Newest indie theatre creative in town, Short Straw, is excited to be presenting its maiden play – black comedy, Amnesia – to audiences next month.  Gender roles, morality and murder are all themes explored under the setting of our contemporary technological world.

“It’s a contemporary battle of the sexes,” says director Hannah Smallman about the vision of playwright Clancy Fraser. “She’s taken the modern blind date and really blown it out into the ultimate worst case scenario, but still kept it relatable. There’s also definitely some tongue in cheek social commentary on the ethics of the modern day consumerist as well. But really, I think what’s great about this play is that you often find yourself relating to the worse character, the morally “wrong” character much more than the righteous one- that’s what makes it so much fun.”

It’s no surprise then that Smallman’s initial attraction to the play was the genre.

“I love working on black comedies and those things that are a little left of centre” she says. “I like the fact that with a black comedy you’re offering a different form of release to your audience, they can find humour, intrigue and inappropriateness all at once. This I like as I think it’s too easy sometimes to make your audience feel ‘comfortable’ and I find with a black comedy, you can take people out of their comfort zone. This is something I love to experience myself with any form of art.”

Having previously worked in the UK, this is Smallman’s first foray on the Australian stage, and she is very excited to be debuting in Melbourne, which she describes as a great city with plenty of opportunities. Her meet with Fraser occurred whilst “they were on set filming a popular channel 9 TV show about husbands…. at home!” The meet turned out to be a creatively fortuitous one.

“We discussed our own experiences in both acting, producing and directing and decided to keep the conversation going, off set. Clancy presented me with a few ideas after discussing previous work and those things that we like and didn’t like. I spoke of having studied at The Central School of Speech & Drama and having owned my own theatre company back in the U.K.  and the type of work I was attracted to. Soon after that, Clancy and I decided to set up Short Straw and so now we are both co-founders of our own theatre company.”

The play features an intimate cast of two. Not a favourite for some directors because they perhaps see it as a restriction  but Smallman relishes the intimacy.

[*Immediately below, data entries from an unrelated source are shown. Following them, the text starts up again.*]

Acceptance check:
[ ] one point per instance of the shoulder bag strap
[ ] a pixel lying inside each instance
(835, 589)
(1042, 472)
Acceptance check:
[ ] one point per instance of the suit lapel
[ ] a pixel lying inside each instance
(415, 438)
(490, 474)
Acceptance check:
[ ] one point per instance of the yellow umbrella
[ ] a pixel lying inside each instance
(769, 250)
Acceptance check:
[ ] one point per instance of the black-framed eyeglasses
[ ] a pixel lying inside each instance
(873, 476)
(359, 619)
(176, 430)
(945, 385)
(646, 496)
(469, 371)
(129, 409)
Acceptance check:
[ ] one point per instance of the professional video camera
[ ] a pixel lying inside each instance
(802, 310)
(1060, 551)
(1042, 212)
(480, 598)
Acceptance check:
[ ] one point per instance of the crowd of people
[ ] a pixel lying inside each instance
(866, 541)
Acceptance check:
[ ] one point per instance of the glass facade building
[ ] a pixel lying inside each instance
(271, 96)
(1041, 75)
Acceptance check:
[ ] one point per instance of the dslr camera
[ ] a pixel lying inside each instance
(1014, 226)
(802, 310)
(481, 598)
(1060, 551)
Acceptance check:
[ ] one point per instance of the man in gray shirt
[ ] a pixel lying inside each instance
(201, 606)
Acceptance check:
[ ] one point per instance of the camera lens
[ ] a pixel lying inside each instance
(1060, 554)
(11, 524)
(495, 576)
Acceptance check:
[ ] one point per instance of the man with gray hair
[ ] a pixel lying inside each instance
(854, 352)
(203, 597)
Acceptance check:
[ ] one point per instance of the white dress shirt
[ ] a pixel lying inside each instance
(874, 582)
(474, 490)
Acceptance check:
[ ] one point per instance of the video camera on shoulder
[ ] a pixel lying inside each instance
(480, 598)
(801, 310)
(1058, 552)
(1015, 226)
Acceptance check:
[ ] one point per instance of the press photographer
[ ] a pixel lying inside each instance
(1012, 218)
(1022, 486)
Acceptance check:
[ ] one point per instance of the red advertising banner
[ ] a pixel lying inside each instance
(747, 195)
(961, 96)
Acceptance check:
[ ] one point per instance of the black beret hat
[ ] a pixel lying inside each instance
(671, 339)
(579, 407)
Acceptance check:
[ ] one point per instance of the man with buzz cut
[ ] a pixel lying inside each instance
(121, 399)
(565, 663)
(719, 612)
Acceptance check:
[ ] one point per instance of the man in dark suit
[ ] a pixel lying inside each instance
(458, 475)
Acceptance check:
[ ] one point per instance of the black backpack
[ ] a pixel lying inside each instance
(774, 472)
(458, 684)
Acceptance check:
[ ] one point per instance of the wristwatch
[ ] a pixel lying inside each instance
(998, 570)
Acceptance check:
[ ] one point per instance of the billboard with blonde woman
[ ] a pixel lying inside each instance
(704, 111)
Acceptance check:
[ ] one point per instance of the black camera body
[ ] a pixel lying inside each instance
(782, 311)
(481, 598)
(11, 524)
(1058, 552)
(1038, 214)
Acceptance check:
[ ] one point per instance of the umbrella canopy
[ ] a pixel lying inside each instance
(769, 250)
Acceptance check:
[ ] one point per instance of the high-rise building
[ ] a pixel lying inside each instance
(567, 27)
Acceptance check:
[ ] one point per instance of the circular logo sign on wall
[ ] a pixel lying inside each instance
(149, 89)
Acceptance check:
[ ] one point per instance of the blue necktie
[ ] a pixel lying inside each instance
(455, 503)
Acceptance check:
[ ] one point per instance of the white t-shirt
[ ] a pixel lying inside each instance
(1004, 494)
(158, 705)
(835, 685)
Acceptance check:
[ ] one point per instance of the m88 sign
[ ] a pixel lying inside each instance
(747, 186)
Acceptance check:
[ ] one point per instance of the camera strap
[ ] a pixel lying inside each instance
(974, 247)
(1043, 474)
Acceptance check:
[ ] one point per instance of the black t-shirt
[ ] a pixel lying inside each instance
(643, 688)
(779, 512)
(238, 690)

“I love working with a smaller cast as you can really dedicate your time and energy into the right things, ” she explains. “It allows you to really focus, to get to know your actors, to take the time to break down the script, pull it apart and put it back together again. As a director, you can work closely with your actors, discussing their characters in much more depth than if you had the same rehearsal period but a larger cast. I can also use my training as an actor to work with my cast making sure they feel nothing but comfortable with what I’m asking, confident and well prepared.”

Amnesia w-logo finished - Copy Smallman and Fraser are interested in creating theatre that is both accessible and challenging. Their new emerging company is tackling their first show with the credo that serves the company:

“On our website, we proudly wrote: ‘Sometimes dark. Sometimes funny. Always entertaining. Creative theatre that trills and engages, without the wank’. And I think this perfectly sums up what Short Straw is about – good, honest theatre without the airs and graces.”

Amnesia is billed as ‘pulling no punches.’ In the modern age of internet dating, Amnesia promises thrills and spills till the very end. Says Smallman: “I’m not necessarily saying it’ll be life changing but you will come out of it a happier, healthier, better looking, more successful, popular version of yourself. Or, you know, just come for a good time and support theatre made right here in Melbourne.”